One way to gauge a candidate’s momentum is the size and composition of the accompanying press corps. At today’s Barack Obama rally in Manchester, the big foots were out in force. There were so many reporters, in fact, that Obama’s campaign ran out of lanyards for press credentials. (Unlike Hillary Clinton’s campaign, Obama has never offered reporters string or fasteners for the journalists to wear around their necks.)
I grabbed a seat directly behind Judy Woodruff and Gwen Ifill of The News Hour on PBS. Woodruff’s husband Al Hunt of Bloomberg was nearby. From that vantage point, I could see Chris Matthews of MSNBC to my far left and his colleague at NBC, Tim Russert, to my right. Russert stood with Walter Isaacson, who formerly served as the editor of Time Magazine. I happened to check the clock on my cell phone and noticed it was 10:35 a.m. and became agitated. How could Russert, whose “Meet the Press” appears on my television in Boston at 10:30 a.m., be simultaneously standing a few feet from me at that hour. As I rushed out of the hall, he assured me the show was “pre-taped.” Phew. All is well with the space-time continuum.

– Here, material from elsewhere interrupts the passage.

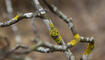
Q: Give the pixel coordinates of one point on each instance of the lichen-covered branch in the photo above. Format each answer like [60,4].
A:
[77,38]
[53,31]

A sharp new beat reporter on the block is The Boston Globe’s Sasha Issenberg, who was there along with Lisa Wangsness, who has a real future in the business. Another young journalist was Sam Stein of The Huffington Post.
Hillary Clinton’s interminable q & a with voters drew a large press corps as well — including Joe Klein and Jay Carney of Time Magazine, Michael Crowley of The New Republic, Ben Smith of Politico and Lois Romano of The Washington Post.
My sense from observing the various crews is that the crew covering Obama is more excited about it, particularly the uber-boomers like Russert and, especially, Matthews.